We have found that the best way to discover great value opportunities is to pair a strong Zacks Rank with a great grade in the Value category of our Style Scores system. The Zacks Rank favors stocks with strong earnings estimate revision trends, and our Style Scores highlight companies with specific traits.
Pacasmayo and Vulcan Materials are sporting Zacks Ranks of #2 (Buy) and #3 (Hold), respectively, right now. This system places an emphasis on companies that have seen positive earnings estimate revisions, so investors should feel comfortable knowing that CPAC is likely seeing its earnings outlook improve to a greater extent.
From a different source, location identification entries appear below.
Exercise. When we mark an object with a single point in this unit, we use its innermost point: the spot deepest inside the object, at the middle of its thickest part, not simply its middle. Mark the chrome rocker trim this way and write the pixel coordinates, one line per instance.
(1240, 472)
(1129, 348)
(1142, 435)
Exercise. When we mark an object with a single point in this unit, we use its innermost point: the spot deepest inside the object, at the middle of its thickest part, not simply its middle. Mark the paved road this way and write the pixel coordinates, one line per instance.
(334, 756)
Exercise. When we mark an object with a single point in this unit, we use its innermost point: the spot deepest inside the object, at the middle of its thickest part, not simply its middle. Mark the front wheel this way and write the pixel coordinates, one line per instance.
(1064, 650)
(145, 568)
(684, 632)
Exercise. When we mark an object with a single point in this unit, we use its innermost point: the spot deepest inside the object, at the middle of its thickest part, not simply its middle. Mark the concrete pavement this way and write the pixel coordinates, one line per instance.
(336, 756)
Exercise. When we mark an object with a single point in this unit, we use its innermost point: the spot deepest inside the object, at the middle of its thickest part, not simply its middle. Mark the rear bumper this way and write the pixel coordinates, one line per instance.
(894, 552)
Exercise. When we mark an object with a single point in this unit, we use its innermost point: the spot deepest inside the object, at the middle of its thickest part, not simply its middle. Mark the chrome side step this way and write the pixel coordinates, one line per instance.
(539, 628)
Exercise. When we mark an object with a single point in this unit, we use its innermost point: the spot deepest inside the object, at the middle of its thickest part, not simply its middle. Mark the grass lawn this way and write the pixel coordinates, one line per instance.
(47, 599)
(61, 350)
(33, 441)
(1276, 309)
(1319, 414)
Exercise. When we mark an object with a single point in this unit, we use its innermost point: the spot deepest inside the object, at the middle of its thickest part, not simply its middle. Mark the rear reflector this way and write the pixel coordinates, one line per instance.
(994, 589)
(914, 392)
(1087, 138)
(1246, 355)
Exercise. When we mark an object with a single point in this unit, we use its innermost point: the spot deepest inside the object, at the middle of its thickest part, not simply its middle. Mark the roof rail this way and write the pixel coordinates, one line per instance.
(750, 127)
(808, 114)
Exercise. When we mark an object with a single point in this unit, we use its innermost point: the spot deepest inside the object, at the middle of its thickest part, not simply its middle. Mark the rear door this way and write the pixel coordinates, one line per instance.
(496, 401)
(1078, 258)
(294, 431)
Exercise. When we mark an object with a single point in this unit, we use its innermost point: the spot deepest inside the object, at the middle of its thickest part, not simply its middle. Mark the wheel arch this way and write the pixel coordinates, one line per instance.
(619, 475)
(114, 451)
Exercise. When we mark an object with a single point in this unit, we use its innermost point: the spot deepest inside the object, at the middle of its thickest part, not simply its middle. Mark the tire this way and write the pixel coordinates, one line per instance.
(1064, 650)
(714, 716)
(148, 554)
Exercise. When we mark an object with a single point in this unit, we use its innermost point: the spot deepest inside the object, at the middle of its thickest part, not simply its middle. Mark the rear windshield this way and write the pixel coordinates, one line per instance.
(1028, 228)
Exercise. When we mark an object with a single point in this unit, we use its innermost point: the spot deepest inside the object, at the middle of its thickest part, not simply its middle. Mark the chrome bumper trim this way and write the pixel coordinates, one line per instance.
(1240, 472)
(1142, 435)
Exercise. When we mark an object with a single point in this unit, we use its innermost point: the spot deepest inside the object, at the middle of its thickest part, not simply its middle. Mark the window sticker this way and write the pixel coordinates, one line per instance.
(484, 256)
But this is just one piece of the puzzle for value investors.
Value investors also tend to look at a number of traditional, tried-and-true figures to help them find stocks that they believe are undervalued at their current share price levels.
Our Value category grades stocks based on a number of key metrics, including the tried-and-true P/E ratio, the P/S ratio, earnings yield, and cash flow per share, as well as a variety of other fundamentals that value investors frequently use.
CPAC currently has a forward P/E ratio of 20.34, while VMC has a forward P/E of 29.19. We also note that CPAC has a PEG ratio of 0.71. This metric is used similarly to the famous P/E ratio, but the PEG ratio also takes into account the stock's expected earnings growth rate. VMC currently has a PEG ratio of 1.39.
Another notable valuation metric for CPAC is its P/B ratio of 2.10. The P/B is a method of comparing a stock's market value to its book value, which is defined as total assets minus total liabilities. By comparison, VMC has a P/B of 3.50.
These metrics, and several others, help CPAC earn a Value grade of B, while VMC has been given a Value grade of D.
CPAC is currently sporting an improving earnings outlook, which makes it stick out in our Zacks Rank model. And, based on the above valuation metrics, we feel that CPAC is likely the superior value option right now.